According to an SEC filing, Riley principal John Ahn, a Regent director and member of the board’s nominating and corporate governance committee, had threatened to mount a proxy fight unless the board agreed to remove Sutter as chairman and not nominate him for re-election to the board. Although the majority of the committee had originally supported nominating Sutter for re-election, the committee eventually decided “it was in the best interests of Regent and its stockholders not to do so” because of the threatened proxy fight. “The Committee believed that it was more important for Regent to maintain its focus on operations and strategic considerations in light of the difficult industry, market and economic conditions currently existing and that it would be detrimental to Regent to incur the distraction and expense that a proxy fight would entail,” the filing stated.

“I think I was effective in opposing some of their objectives. They saw me as an obstacle that they wanted to get rid of,” Sutter told RBR/TVBR. He said he believed he had been effective in blocking some self-serving proposals from Riley which were, in his opinion, not in the long-term best interests of Regent shareholders. Activist shareholders, such as the Riley hedge fund, do not have long-term objectives, Sutter said. He resigned, both as Chairman and a director, effective with the implementation of the standstill agreement between Regent Communications and Riley Investment Management.

Ahn did not return a phone call from RBR/TVBR seeking comment.

Under the standstill agreement, all six remaining directors will be nominated for re-election, including the two Riley designees, Ahn and John DeLorenzo (CFO of Entravision). The others are Wyant, Regent President & CEO Bill Stakelin, Andrew L. Lewis IV and Timothy M. Mooney.

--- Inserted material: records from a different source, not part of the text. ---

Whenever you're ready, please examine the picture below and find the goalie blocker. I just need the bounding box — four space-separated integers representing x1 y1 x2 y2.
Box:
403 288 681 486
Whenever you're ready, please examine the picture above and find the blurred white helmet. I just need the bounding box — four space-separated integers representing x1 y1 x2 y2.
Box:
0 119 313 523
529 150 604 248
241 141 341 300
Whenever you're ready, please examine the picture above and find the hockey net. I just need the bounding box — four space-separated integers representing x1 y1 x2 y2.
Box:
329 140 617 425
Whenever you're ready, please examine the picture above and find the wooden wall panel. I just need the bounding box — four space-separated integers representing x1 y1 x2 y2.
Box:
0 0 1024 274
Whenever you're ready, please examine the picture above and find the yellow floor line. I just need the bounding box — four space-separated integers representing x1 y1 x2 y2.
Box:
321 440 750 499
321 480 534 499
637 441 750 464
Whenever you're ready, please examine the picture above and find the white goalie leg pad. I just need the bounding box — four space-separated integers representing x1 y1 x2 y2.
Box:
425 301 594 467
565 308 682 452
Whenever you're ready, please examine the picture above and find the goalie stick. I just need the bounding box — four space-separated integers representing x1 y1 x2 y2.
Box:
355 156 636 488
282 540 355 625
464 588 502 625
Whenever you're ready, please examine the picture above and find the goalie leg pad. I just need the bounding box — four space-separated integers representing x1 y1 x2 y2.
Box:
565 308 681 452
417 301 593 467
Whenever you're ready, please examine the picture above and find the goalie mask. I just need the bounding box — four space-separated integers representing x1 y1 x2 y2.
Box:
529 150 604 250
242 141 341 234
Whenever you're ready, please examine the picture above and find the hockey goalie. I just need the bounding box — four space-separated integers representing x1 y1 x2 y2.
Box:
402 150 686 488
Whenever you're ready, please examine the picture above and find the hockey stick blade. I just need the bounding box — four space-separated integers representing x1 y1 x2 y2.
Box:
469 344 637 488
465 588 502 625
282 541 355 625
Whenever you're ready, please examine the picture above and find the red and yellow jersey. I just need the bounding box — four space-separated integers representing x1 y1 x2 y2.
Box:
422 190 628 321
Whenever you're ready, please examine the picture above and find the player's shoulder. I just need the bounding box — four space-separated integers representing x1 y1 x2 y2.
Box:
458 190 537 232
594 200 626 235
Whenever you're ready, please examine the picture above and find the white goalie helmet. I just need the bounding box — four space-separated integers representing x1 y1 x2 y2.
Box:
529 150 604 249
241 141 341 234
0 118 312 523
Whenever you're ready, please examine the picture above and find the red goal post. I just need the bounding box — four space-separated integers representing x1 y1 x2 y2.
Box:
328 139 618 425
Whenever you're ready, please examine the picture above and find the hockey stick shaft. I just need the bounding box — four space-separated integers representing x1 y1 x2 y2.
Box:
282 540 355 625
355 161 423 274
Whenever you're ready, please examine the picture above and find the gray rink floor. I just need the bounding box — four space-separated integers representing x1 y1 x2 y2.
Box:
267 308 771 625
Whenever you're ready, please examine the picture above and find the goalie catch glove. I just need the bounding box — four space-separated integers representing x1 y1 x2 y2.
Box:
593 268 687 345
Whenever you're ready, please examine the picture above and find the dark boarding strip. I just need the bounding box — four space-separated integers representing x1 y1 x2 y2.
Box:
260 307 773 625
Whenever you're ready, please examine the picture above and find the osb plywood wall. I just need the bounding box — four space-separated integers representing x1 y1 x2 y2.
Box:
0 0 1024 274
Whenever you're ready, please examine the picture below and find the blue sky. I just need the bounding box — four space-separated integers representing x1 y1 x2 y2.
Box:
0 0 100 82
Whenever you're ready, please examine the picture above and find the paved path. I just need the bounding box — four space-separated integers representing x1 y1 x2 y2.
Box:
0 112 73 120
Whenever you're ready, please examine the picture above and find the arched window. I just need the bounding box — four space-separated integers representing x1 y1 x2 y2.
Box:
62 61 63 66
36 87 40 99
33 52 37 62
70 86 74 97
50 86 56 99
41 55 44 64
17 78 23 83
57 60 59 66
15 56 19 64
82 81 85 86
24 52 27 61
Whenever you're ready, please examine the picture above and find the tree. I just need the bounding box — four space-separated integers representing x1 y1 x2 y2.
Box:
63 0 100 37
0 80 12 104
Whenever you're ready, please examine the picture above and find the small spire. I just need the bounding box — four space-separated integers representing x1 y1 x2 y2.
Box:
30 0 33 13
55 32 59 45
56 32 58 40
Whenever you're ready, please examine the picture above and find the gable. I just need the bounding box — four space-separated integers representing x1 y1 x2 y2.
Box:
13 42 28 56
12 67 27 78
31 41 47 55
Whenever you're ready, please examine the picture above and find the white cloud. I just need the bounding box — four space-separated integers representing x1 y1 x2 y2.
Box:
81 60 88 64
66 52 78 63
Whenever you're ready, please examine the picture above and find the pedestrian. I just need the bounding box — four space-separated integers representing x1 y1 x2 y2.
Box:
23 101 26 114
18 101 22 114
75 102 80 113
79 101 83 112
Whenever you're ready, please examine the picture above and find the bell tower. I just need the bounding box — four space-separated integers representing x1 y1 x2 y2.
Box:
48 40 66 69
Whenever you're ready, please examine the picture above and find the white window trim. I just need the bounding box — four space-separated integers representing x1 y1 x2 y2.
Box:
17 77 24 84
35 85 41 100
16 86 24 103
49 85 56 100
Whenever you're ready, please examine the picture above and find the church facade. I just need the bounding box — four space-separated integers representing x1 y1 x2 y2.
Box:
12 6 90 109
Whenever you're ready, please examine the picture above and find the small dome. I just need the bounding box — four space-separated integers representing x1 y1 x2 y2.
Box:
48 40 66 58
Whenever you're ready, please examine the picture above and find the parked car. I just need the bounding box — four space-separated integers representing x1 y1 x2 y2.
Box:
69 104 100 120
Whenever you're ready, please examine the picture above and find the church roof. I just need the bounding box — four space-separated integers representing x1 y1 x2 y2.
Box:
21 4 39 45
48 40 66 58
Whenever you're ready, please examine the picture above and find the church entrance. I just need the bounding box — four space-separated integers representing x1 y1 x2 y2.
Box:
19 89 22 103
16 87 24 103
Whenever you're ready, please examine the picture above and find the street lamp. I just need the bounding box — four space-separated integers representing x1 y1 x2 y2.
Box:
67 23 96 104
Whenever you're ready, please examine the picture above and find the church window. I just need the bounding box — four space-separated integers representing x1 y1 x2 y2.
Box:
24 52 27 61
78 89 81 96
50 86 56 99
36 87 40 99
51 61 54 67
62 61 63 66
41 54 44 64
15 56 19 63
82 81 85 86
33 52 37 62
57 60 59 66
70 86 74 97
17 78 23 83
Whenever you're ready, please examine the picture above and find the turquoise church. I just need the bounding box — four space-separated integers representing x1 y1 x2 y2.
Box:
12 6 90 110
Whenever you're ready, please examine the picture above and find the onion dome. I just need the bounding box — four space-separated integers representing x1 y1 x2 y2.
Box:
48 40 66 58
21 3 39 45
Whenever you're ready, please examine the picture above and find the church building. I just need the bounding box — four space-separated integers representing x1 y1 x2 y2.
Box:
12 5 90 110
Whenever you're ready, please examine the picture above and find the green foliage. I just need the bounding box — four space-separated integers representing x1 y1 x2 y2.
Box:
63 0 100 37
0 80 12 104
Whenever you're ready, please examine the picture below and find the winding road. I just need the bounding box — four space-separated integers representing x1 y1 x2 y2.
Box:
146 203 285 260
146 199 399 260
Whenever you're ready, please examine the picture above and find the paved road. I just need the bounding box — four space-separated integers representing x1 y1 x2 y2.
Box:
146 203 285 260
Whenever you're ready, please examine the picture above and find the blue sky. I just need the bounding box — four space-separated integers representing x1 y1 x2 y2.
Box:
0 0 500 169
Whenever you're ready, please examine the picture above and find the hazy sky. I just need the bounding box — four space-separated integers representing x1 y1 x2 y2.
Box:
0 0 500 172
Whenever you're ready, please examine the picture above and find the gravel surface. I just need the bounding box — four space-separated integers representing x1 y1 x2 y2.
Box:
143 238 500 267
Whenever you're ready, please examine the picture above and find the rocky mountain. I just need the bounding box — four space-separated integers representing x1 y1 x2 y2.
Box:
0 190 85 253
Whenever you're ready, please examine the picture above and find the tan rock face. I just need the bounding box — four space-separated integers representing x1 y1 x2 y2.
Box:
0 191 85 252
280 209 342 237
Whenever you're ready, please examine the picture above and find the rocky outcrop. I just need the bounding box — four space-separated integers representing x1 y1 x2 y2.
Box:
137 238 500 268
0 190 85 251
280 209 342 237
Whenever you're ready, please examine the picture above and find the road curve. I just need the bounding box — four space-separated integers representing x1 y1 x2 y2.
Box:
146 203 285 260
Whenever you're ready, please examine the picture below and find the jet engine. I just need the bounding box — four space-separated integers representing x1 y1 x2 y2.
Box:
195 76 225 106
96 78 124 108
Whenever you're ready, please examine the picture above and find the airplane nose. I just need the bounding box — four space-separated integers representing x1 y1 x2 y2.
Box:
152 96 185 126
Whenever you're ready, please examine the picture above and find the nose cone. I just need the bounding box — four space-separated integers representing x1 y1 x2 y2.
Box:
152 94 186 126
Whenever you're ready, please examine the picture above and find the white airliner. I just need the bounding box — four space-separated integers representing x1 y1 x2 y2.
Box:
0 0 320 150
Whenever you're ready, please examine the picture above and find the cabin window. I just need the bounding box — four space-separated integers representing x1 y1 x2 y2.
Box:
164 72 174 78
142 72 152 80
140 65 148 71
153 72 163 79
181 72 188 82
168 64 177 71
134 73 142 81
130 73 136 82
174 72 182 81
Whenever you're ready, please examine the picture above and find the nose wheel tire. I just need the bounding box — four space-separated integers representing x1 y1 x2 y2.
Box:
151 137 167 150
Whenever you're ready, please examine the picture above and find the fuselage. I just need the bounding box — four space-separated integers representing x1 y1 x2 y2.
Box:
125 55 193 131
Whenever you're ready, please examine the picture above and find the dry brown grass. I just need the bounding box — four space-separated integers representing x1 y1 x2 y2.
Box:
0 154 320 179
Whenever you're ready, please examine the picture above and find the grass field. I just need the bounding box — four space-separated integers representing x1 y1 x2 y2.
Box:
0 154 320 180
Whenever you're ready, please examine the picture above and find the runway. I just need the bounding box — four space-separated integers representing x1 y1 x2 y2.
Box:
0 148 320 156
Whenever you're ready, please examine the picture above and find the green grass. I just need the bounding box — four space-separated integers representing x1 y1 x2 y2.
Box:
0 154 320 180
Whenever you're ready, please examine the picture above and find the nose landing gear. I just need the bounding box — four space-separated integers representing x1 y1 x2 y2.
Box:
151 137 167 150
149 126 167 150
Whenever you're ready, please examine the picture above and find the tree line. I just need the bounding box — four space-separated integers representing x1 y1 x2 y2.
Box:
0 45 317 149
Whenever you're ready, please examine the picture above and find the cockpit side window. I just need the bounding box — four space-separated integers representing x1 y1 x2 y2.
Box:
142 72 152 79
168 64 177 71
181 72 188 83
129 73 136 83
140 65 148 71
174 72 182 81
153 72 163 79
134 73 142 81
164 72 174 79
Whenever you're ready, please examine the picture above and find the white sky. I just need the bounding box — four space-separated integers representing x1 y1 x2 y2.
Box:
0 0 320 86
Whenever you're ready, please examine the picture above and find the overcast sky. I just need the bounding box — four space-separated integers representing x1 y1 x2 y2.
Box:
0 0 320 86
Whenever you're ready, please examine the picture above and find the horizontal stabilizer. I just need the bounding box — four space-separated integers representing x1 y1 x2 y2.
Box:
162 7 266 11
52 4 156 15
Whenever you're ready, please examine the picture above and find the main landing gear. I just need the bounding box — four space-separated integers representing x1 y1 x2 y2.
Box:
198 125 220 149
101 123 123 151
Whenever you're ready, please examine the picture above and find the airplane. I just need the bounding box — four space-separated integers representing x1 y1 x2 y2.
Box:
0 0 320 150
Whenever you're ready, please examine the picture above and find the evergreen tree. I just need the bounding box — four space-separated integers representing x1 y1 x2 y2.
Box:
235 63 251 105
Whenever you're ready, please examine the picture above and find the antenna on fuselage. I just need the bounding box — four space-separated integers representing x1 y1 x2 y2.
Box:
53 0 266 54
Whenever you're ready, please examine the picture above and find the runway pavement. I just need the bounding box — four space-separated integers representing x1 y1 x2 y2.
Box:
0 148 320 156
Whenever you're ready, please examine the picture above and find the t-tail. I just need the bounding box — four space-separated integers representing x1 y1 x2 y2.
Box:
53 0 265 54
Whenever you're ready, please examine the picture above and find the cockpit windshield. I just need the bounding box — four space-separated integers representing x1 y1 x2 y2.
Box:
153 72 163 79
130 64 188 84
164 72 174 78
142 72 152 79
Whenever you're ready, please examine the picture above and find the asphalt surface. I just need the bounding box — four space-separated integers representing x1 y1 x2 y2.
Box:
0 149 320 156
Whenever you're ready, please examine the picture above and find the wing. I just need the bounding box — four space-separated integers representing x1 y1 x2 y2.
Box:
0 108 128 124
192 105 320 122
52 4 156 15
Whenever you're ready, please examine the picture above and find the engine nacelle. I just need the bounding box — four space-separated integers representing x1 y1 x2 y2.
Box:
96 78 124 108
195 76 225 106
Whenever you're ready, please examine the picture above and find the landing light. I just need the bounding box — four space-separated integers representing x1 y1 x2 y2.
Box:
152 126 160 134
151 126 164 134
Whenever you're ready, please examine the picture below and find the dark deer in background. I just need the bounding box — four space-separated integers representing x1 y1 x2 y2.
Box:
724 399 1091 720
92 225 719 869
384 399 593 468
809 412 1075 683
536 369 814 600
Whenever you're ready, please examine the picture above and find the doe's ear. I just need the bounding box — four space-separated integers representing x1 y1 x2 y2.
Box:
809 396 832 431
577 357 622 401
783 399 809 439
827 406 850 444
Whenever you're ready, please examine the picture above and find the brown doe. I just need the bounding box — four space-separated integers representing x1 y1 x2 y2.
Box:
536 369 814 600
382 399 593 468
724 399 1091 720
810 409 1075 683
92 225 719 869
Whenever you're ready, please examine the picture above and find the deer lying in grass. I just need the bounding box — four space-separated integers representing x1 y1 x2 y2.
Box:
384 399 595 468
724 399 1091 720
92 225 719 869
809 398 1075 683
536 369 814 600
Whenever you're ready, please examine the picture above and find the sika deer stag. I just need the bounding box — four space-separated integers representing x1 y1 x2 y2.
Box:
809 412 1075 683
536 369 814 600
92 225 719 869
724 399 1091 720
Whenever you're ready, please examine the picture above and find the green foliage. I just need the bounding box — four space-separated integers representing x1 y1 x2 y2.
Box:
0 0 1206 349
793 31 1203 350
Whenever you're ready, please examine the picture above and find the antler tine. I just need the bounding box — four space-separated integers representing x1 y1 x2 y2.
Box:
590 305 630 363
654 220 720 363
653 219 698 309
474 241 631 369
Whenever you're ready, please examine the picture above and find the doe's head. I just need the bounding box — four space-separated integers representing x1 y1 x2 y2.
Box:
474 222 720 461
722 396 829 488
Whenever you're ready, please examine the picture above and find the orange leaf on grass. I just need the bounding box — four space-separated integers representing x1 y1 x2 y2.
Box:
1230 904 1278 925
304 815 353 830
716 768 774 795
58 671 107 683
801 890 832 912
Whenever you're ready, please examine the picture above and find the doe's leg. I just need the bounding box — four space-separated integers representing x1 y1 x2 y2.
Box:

Since a previous agreement in September 2007 put two Riley designees on the Regent board, the hedge fund has continued to buy shares of the radio company. Riley now owns about 12% of Regent’s stock, making it the company’s largest shareholder. Wyant’s Blue Chip Ventures is next, with 10.4%.

RBR/TVBR observation: It seems long ago and far away that Riley acquired its stake in Regent and began pressing for the company to sell off its entire portfolio of stations. As depressed as the market for radio properties was then, it is much worse now. But Riley has continued to buy Regent stock, so it apparently believes there will be a recovery and an eventual pay-off.